A novel idea called machine unlearning reduces or eliminates the influence of protected content on the outputs of generative AI. This is only one example of a highly outdated study methodology. Additionally, before displaying created content to the user, filtering or blocking approaches that match it to protected content and training data can be used to determine whether it is too similar and should be suppressed or replaced.

Generally speaking, use case definition is crucial for developing LLM-based apps. The better is to be more precise and focused. When it comes to face ID systems, one instance where we truly employ cognitive AI to test and assess the resilience of a system is. In reality, we employ AI travels to produce various incarnations of a face. For instance, if I were testing a system that utilises my face to unlock my phone, I would want to test it with several variations of my face, including with long hair, short hair, glasses on, makeup applied, and makeup not applied.

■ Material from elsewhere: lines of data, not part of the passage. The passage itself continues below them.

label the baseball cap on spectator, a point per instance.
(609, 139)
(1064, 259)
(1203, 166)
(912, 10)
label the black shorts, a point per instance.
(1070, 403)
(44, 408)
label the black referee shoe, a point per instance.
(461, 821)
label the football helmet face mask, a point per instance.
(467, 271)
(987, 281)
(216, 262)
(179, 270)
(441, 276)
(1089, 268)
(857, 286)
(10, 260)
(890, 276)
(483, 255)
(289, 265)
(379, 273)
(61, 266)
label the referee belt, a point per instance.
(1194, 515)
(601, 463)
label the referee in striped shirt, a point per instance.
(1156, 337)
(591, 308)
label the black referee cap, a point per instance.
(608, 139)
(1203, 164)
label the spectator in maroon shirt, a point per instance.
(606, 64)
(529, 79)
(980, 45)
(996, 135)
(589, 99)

And we can accomplish this at scale using soft AI. And so, using that to verify the robustness is demonstrated by this example. Additionally, since every use case has a unique set of dangers, we want to be certain that we access them. Some may be superior or inferior. Additionally, assessing performance is genuinely a system and data-driven process. The same system you have may perform extremely well or extremely poorly when evaluated with various types of data. Additionally, we need to make sure that the AI lifecycle is iterated upon. There is never a one-time solution.

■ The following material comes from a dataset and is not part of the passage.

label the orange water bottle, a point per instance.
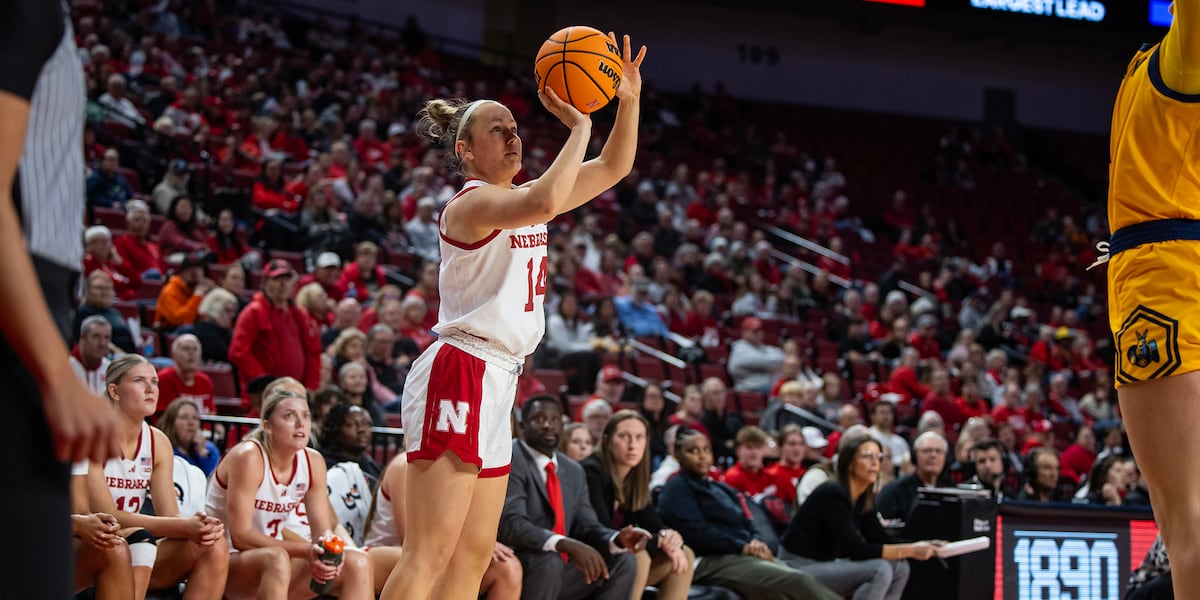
(330, 553)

We want to implement accountability at the concept stage as well as the deployment stage and monitor that input over time when developing AI, which is a continuous iterative cycle. Last but not least, we want to establish accountability standards for each stakeholder and governance regulations that cover the entire lifetime.

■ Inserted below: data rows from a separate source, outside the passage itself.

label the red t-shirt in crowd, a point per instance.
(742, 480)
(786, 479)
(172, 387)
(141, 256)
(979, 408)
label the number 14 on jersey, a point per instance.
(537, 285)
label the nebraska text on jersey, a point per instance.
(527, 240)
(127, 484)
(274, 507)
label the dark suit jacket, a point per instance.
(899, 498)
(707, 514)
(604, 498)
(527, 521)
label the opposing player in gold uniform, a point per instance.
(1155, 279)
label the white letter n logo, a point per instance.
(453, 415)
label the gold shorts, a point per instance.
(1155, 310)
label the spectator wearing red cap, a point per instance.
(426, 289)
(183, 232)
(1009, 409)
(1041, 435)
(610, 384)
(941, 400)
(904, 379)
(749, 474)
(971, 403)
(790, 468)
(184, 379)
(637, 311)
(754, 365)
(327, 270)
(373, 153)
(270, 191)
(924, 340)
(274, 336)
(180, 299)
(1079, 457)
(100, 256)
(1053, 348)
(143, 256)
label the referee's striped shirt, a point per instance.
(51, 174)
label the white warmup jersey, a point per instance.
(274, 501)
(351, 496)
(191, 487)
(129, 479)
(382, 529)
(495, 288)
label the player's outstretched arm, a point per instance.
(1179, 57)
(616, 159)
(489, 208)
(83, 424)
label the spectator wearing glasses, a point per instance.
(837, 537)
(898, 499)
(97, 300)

Water marking and fingerprinting are two recent advances in innovation that allow us to add something that resembles a stamp or a signature to a piece of material or data so that we can always trace it back. A promising area of research, is developing models that can help identify whether content was produced using soft AI. It’s a very exciting time to be involved in AI.

9 Acknowledgements

I’d like to express my thanks to the wonderful Generative AI with Large Language Models Course by DeepLearning.ai and AWS - which i completed, and acknowledge the use of some images and other materials from the course in this article.